Entrepreneurs do make mistakes especially in the early stage of new business. There should be an avenue for course correction. Such businesses deserve a chance to correct the course and redraw their path to success.
In the above cases the CGSSD scheme played a major role to bring in difference. In the similar instances elsewhere entrepreneurs need to be given chance for course correction. An opportunity to review and strategize their business will be of great to protect the value of enterprise they have passionately built.
Also the CGSSD scheme can create a good platform to make the engagement between the bank and entrepreneurs more constructive even when there is distress and facilitate them to find a viable path jointly to turn around the stressed business. In any case It will not take away the discretion of the bank to enforce the recovery if the attempt does not help to revive.

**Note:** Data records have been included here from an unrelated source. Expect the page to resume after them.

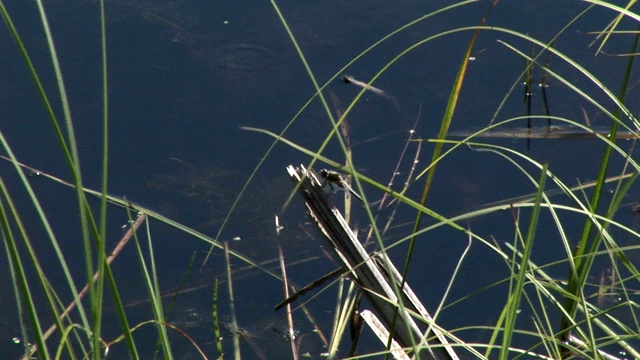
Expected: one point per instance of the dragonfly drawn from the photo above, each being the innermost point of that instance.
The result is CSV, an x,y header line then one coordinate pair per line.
x,y
334,178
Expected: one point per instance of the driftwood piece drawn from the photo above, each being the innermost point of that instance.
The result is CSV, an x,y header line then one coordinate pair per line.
x,y
375,273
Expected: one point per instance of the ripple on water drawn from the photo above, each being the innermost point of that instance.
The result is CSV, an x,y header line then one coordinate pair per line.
x,y
244,57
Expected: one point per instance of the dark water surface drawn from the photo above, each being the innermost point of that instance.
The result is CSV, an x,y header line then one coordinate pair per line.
x,y
184,76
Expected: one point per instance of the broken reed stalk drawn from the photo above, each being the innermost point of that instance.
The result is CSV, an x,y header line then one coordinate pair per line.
x,y
375,274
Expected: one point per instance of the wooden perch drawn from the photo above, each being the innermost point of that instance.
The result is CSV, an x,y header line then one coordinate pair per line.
x,y
375,274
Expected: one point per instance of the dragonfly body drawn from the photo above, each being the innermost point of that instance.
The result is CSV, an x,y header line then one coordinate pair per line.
x,y
334,177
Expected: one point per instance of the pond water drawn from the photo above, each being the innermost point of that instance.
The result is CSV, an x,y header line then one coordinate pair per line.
x,y
185,76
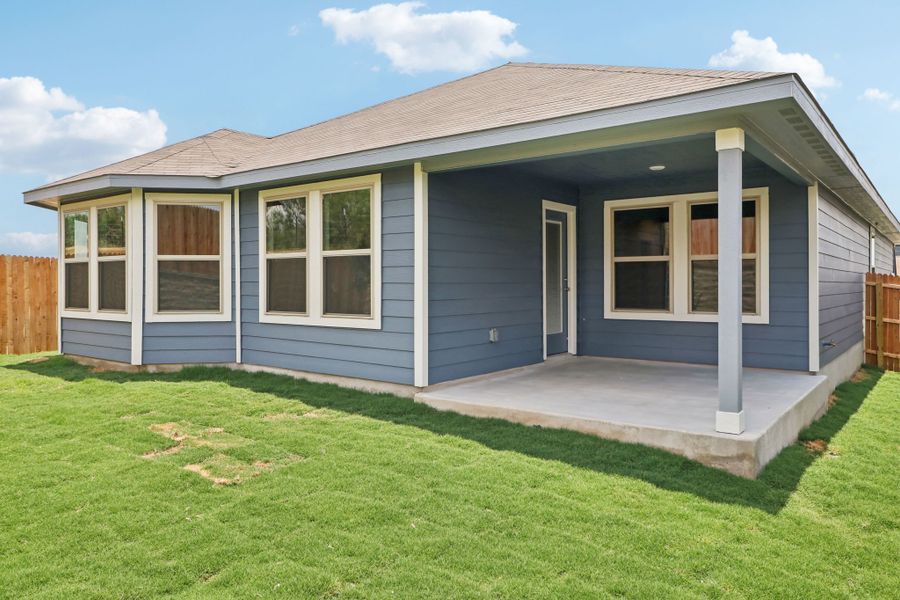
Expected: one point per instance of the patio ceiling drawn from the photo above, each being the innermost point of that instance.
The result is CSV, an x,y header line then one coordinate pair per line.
x,y
681,157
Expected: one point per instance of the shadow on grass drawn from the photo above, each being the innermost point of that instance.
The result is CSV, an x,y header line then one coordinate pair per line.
x,y
770,492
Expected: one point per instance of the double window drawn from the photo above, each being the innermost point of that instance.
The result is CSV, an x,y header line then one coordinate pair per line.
x,y
189,268
94,250
662,257
320,264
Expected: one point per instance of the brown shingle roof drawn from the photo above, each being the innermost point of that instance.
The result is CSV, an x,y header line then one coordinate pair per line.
x,y
512,94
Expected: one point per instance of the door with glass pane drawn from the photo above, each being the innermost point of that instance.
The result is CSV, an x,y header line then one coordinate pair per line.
x,y
556,283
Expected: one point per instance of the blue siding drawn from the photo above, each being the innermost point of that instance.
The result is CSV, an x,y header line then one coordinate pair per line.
x,y
485,271
843,262
780,344
386,354
191,342
106,340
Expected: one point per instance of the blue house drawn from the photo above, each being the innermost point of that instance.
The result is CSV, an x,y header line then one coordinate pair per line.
x,y
669,256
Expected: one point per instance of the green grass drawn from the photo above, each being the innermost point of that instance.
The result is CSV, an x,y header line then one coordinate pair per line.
x,y
348,494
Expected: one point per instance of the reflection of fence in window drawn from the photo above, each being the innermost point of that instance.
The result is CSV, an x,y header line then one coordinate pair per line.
x,y
188,257
704,257
28,305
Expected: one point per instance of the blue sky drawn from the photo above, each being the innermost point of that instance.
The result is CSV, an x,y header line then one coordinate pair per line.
x,y
173,70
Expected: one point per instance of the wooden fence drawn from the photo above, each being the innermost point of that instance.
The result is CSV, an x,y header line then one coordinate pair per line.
x,y
883,321
27,304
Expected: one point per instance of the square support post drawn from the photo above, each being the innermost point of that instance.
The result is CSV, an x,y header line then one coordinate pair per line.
x,y
730,148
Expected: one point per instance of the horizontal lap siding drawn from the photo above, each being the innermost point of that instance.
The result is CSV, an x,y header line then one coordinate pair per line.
x,y
780,344
884,254
190,342
485,271
384,355
843,262
106,340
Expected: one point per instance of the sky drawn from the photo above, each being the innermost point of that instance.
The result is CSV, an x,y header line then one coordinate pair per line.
x,y
84,84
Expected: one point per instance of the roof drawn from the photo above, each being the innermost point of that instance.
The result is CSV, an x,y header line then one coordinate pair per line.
x,y
518,93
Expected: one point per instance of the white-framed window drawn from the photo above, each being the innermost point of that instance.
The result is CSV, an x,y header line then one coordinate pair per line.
x,y
189,257
320,253
661,257
95,273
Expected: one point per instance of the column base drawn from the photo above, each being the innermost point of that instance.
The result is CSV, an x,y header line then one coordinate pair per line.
x,y
728,422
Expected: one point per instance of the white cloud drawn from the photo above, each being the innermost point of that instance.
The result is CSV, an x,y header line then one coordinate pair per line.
x,y
747,52
886,98
27,243
48,132
419,42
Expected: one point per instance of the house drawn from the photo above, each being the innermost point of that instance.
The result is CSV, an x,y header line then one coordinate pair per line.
x,y
680,252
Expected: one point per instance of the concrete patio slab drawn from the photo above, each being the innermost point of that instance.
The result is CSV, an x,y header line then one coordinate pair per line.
x,y
671,406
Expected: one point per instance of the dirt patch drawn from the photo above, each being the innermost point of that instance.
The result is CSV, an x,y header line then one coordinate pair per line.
x,y
188,435
312,414
816,446
860,375
222,469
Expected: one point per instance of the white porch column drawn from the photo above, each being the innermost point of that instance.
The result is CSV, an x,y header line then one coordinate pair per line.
x,y
730,147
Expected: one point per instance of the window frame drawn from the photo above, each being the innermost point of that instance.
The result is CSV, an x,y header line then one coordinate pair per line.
x,y
315,253
224,257
680,257
666,258
93,312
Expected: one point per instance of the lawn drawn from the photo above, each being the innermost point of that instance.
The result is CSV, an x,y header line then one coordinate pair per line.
x,y
213,483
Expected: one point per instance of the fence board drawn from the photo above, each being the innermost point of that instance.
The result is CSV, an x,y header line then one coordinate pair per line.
x,y
27,304
883,321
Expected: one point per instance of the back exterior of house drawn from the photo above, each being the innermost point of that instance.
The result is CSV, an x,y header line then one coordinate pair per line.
x,y
485,239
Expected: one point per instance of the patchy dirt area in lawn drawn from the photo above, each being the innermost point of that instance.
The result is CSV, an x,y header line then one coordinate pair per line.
x,y
220,468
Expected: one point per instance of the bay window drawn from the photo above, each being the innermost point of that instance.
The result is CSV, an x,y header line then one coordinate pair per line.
x,y
190,257
661,257
94,250
321,262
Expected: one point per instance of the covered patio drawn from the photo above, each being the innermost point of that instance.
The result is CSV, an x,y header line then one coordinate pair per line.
x,y
671,406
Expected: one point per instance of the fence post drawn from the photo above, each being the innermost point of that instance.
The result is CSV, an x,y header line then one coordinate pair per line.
x,y
879,320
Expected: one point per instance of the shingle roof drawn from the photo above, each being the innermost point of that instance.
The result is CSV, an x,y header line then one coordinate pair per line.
x,y
512,94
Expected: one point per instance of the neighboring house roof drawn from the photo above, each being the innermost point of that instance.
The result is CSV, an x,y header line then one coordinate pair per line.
x,y
513,94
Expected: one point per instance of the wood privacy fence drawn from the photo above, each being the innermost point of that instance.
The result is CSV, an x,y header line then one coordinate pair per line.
x,y
883,321
27,304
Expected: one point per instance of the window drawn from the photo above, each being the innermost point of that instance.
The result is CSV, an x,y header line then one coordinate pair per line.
x,y
662,257
642,259
190,257
704,267
321,262
94,250
286,281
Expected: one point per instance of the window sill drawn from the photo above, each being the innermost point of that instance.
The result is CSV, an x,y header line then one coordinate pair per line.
x,y
95,316
187,317
340,322
682,318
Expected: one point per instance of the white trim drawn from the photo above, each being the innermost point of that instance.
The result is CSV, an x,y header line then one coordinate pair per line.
x,y
420,276
315,315
572,271
730,139
136,209
224,257
679,257
813,267
237,276
93,311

Further improvement required:
CGSSD scheme is a welcome step to help the stressed MSMEs. The support mechanism for stressed MSMEs may be further improved to broaden its horizon. Some of them are:
a) Make it available all across the banks and NBFCs: The borrowing of any MSME is wider than one source. This should be mandatory of all of them join in the process. Unfortunately, lenders other than Govt owned banks are not supporting the MSMEs in this regard. It should be available on a non-discriminatory basis. Govt may bring in required legal and/or regulatory actions in this regard.
b) Remove the age of NPA clause: As per the norms of the guidelines, accounts classified as NPA from April 1, 2018, onwards are eligible. This may be relaxed to cover any potentially viable unit irrespective of the date of becoming NPA.
CGSSD scheme is a welcome step to help the stressed MSMEs to find new lease of life. Also, it is a much better option for the banks instead of seeking recovery action immediately after becoming NPA.